6. All you need to enjoy an oyster is a knife.
Oysters can be enjoyed raw, just as they are and straight from the shell. Of course, they’re great with dressings too, or wrapped in bacon and grilled for a completely different taste experience.
7. The flavour of the oyster is strongly influenced by the water and environment in which they live.
Tides, rainfall, temperature, the algae they feed on; all these elements impact on flavour meaning that neighbouring farms can produce oysters with widely differing flavours. Similar to ‘terroir’, the word used to describe the unique flavour profile of a wine, we describe the flavour of oysters as ‘merroir’ borrowing the word ‘mer’, the French for sea.
8. Oysters are finding it harder to grow their shells.
The increase in seawater acidification as a result of the oceans absorbing more carbon dioxide is having a negative effect on the oysters’ ability to spawn in the wild or to form shells.
9. They’re not big-hearted.
Oysters have small hearts with 3 chambers which pump colourless blood around their body.
10. The average oyster can live for about 6 years in the wild.
Oysters growing on reefs and in the wild generally live to about 6 years old although some have been found that are up to 20 years old. Oysters tend to grow about 1 inch a year, the ones that you buy for consumption tend to be about 3 years old so are approximately 3 inches long.
11. Oyster shells can be recycled.
Oyster shells can be used in construction projects to build up the ground, they can be ground up and, as they are full of calcium, they will strengthen your compost as well as being great to add to chicken grit. In areas where natives are growing, they can be used to establish reefs for the oyster spat to settle on.
12. There are only 5 species of oyster in the world.

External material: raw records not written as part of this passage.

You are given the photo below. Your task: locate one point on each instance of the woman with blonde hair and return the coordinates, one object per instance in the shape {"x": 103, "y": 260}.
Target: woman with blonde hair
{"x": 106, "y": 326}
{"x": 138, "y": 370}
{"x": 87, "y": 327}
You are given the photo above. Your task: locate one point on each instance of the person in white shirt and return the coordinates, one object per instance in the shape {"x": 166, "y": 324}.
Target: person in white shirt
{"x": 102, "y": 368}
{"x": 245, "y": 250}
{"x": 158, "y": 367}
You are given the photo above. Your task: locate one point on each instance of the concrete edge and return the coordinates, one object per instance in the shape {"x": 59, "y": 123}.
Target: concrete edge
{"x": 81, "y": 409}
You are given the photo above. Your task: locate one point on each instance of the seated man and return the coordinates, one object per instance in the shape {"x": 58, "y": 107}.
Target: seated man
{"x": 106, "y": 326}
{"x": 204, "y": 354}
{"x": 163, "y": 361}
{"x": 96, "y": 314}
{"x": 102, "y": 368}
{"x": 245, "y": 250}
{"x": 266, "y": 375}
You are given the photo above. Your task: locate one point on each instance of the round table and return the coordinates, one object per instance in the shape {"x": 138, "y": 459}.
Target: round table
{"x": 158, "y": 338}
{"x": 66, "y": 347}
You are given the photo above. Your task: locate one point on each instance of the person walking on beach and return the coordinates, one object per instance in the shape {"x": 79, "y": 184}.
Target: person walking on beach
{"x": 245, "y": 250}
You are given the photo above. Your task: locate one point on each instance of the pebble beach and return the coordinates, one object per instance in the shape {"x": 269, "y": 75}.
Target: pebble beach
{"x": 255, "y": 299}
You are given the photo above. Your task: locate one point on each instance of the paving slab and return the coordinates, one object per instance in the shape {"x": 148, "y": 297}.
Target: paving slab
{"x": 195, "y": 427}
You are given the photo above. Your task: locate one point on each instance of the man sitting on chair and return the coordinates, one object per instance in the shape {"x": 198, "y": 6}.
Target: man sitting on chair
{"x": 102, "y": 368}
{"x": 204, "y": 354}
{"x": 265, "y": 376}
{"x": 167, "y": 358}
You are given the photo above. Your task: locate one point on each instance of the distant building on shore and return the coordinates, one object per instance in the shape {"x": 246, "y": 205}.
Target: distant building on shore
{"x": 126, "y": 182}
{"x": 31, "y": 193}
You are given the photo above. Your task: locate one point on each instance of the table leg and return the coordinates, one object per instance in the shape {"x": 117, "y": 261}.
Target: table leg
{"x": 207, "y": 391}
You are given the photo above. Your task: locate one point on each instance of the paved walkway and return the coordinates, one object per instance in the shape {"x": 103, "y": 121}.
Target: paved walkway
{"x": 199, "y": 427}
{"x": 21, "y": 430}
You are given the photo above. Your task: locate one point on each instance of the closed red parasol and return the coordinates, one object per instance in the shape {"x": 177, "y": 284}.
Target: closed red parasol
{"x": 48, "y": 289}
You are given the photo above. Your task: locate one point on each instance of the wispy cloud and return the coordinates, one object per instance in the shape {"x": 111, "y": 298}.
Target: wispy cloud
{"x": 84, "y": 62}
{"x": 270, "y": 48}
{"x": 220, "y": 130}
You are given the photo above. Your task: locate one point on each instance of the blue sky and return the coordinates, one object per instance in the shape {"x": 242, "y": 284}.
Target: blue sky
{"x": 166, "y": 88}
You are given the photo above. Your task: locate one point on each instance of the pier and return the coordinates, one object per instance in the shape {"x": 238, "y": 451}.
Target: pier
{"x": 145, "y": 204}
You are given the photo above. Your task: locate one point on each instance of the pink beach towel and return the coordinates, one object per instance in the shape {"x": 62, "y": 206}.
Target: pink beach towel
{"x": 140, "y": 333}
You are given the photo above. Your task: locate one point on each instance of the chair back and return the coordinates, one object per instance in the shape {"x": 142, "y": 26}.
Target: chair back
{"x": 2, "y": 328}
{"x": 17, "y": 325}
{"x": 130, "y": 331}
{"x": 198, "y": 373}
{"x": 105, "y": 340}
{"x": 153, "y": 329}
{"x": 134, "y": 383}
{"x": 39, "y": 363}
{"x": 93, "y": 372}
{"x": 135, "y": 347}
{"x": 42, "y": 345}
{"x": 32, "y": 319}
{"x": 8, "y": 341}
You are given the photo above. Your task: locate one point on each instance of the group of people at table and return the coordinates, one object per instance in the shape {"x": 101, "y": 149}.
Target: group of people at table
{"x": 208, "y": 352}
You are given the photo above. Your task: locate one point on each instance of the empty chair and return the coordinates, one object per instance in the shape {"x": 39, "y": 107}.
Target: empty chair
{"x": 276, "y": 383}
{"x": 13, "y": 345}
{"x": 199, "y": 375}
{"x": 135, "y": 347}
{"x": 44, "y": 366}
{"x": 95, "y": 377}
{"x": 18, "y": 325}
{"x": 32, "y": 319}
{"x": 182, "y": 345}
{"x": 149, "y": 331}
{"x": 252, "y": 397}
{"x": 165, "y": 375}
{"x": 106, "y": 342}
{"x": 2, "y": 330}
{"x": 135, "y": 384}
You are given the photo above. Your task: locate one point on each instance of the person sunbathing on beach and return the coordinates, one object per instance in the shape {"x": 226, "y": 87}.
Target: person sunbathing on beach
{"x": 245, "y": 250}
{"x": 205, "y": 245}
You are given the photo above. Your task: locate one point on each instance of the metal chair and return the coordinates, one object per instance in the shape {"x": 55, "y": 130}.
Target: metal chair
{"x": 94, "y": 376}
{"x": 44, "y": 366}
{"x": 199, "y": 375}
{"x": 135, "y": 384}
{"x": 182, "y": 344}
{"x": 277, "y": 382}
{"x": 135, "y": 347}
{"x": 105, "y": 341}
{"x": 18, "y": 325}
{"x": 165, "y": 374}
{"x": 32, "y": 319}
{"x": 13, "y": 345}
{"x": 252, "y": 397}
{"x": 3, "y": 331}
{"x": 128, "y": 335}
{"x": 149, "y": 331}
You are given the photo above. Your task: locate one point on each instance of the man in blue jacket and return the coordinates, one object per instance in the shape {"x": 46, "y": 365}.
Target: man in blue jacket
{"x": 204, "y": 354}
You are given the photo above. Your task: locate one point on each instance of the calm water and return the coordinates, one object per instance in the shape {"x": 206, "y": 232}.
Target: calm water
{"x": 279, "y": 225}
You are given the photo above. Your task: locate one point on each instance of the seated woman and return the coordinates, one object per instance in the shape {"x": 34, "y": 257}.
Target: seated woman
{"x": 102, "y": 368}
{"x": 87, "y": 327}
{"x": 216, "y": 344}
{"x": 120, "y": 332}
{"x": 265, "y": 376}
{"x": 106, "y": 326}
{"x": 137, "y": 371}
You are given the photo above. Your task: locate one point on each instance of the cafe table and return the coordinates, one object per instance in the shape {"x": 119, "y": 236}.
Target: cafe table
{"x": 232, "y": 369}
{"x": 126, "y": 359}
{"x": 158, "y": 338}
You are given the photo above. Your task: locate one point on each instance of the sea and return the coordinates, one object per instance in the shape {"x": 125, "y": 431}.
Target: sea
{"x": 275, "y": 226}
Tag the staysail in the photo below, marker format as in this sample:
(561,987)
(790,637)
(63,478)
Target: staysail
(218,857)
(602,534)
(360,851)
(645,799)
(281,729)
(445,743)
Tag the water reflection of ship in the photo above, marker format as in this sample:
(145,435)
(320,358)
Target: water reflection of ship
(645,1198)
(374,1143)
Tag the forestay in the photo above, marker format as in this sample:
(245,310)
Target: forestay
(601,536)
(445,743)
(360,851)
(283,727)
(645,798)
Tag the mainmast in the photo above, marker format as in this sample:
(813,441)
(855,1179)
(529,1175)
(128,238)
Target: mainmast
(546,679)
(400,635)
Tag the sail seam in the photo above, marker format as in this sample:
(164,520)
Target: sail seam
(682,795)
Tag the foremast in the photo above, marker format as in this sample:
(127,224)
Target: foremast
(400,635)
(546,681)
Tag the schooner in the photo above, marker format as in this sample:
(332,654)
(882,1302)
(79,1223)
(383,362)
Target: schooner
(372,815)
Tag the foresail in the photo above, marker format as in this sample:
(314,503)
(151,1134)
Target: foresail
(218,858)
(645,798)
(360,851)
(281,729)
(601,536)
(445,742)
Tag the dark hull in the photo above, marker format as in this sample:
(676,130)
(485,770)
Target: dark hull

While there are over 150 types of oysters out in the waters but they all belong to only five species: Crassostrea gigas — Pacific or Japanese oysters, Crassostrea sikamea — Kumamoto oysters, Crassostrea virginicas — Atlantic oysters, Ostrea edulis — European flats, Ostrea lurida — Olympia oysters.
13. Oysters being aphrodisiacs is an old wife’s tale, sorry!
While Casanova is said to have eaten 50 oysters for breakfast each morning to keep him in the mood, we aren’t sure their reputation is based in scientific fact. Oysters contain zinc which is known to aid the production of testosterone, and phosphorus and iodine which may help with stamina but beyond that there is little evidence to back up the claim.